Bekerja di
ladang dakwah telah memberikan banyak hikmah dan pelajaran kepada kita semua.
Semakin hari semestinya kita menjadi semakin dewasa, karena dimatangkan oleh
peristiwa demi peristiwa, oleh benturan, oleh gesekan, oleh program yang
berkesinambungan.
Ketika dakwah mampu menghimpun para aktivis dalam
sebuah tatanan, sesungguhnya pada dirinya terkandung dua sisi sekaligus.
Pertama sisi potensi yang melimpah ruah, oleh karena dakwah akan dikuatkan oleh
berbagai potensi yang dibawa oleh setiap aktivis. Namun pada sisi lainnya,
terdapat pula peluang terjadinya gesekan tingkat tinggi, karena semua orang
memiliki kemampuan yang setara untuk memimpin dan menempati posisi strategis.
Misalnya saat menentukan kepemimpinan lembaga dakwah,
semua aktivis pada hakikatnya memiliki kemampuan, kapasitas, dan kapabilitas
yang setara. Artinya, semua aktivis memiliki peluang yang sama dalam menempati
posisi tersebut. Demikian pula saat menentukan personal untuk menempati pos-pos
strategis dalam dakwah, baik di dalam lembaga maupun di luar lembaga, semua
aktivis relatif memiliki kapasitas yang setara untuk mendudukinya.

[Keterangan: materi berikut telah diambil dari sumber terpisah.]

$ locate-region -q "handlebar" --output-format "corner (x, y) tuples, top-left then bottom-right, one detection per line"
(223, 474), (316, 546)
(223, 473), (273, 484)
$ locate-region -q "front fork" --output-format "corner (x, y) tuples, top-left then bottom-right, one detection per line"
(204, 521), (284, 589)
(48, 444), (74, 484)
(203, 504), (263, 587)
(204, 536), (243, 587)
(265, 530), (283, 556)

Para pemimpin sering kesulitan saat harus memilih
personal, bukan karena tidak ada potensi, namun justru karena semua aktivis
memiliki potensi. Sementara pos-pos strategis baik internal maupun eksternal
jumlahnya cukup terbatas, yang tentu saja tidak mungkin mampu mewadahi semua
aktivis. Mau tidak mau, suka tidak suka, harus memilih. Bagi yang tidak
terpilih, bukan berarti “tidak potensial” atau “tidak terpakai”,
sesungguhnyalah semua ingin dipilih, namun pos yang ada sangat terbatas.
Gesekan Adalah Keniscayaan
Setiap titik interaksi kita, selalu menimbulkan
gesekan. Walaupun interaksi itu seluruhnya dalam kebaikan, tidak ada satupun
yang bernilai kejahatan. Namun selalu menimbulkan gesekan. Justru karena saling
bergesekan antara satu komponen dengan komponen lainnya itulah yang menyebabkan
mesin menjadi berfungsi dan bisa menggerakkan roda mobil.

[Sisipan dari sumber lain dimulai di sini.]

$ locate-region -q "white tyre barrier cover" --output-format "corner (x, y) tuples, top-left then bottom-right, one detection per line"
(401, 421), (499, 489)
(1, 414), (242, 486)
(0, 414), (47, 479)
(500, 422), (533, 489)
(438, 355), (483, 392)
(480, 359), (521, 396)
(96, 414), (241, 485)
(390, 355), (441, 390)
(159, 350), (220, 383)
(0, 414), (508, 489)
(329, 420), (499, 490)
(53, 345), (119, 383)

Gesekan itu kadang terasa menyakitkan, justru karena
kita semua menginginkan kebaikan. Sejak awal kita “menjadi mesin” yang
menggerakkan roda perjalanan dakwah, sepenuhnya telah sadar, bahwa apapun akan
kita tempuh untuk mencapai tujuan mulia. Kita menyadari ada bahaya dan hambatan
dari luar, namun amat banyak pula yang berasal dari dalam.

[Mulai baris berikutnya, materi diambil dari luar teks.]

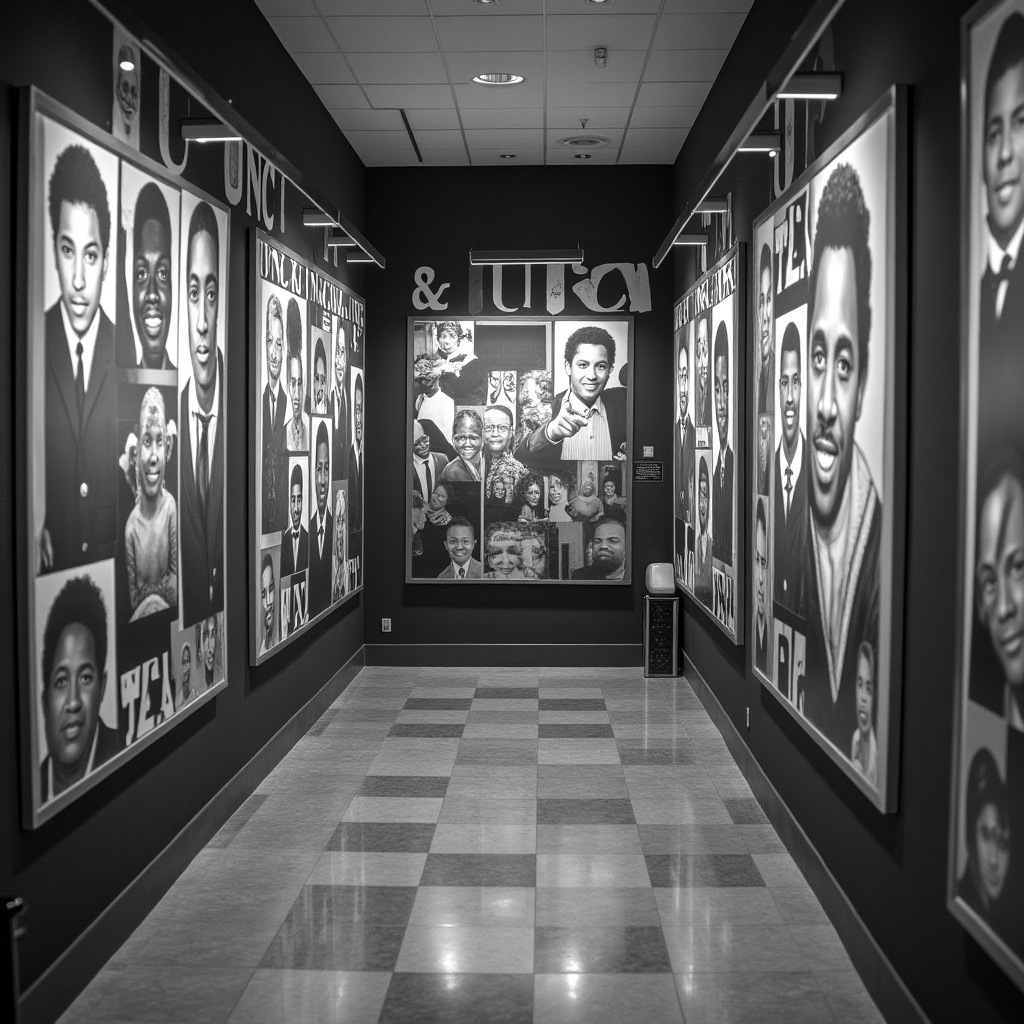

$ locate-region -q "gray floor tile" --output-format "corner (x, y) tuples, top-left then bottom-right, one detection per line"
(539, 698), (607, 710)
(753, 852), (810, 888)
(724, 797), (770, 824)
(741, 824), (789, 854)
(535, 926), (672, 973)
(357, 775), (449, 798)
(540, 711), (612, 725)
(536, 854), (651, 888)
(637, 824), (749, 855)
(306, 851), (427, 886)
(430, 823), (537, 854)
(396, 925), (534, 973)
(448, 765), (538, 797)
(439, 795), (538, 824)
(654, 886), (785, 927)
(227, 969), (391, 1024)
(771, 886), (831, 925)
(408, 886), (535, 928)
(534, 972), (684, 1024)
(817, 970), (886, 1022)
(537, 798), (635, 825)
(538, 765), (627, 799)
(378, 972), (534, 1024)
(535, 887), (662, 928)
(619, 747), (699, 765)
(420, 853), (537, 886)
(539, 724), (616, 738)
(473, 687), (540, 699)
(462, 723), (540, 739)
(342, 796), (443, 823)
(326, 822), (435, 853)
(788, 924), (855, 971)
(537, 825), (643, 855)
(404, 697), (474, 710)
(663, 925), (808, 973)
(389, 723), (466, 738)
(538, 739), (621, 765)
(676, 970), (834, 1023)
(645, 854), (765, 887)
(456, 740), (539, 765)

Manajemen apapun tidak akan bisa menghindarkan kita
dari saling bergesekan, karena sebagai mesin kita semua harus bergerak. Satu
komponen berpengaruh dan terhubung dengan komponen lain, saling berinteraksi
secara positif, sehingga bergeraklah roda dakwah. Namun sepanjang perjalanan, mesin
tentu mengalami pemanasan, dan semakin kencang laju mobil dakwah, semakin kuat
pula gesekan antar komponen.
Manajemen yang diperlukan bukanlah menghindarkan
gesekan antar komponen, namun manajemen untuk melicinkannya, agar gesekan yang
terjadi sebagai sebuah keharusan tidak saling menyakiti dan tidak saling
melukai. Semua komponen diperlkukan, walau hanya mur dan baut, walau hanya
karet penghubung, namun seluruhnya menjadi satu kesatuan untuk berfungsinya
mesin dengan baik.
Pada banyak kalangan partai politik, gesekan bisa
sedemikian keras dan kasar. Dampaknya, sebagian pihak terlempar, sebagian
terjatuh, sebagian terbuang, sebagian tersingkirkan, dan sebagian lainnya
berkuasa. Mereka tidak tahan terhadap gesekan, karena memiliki watak ingin menguasai.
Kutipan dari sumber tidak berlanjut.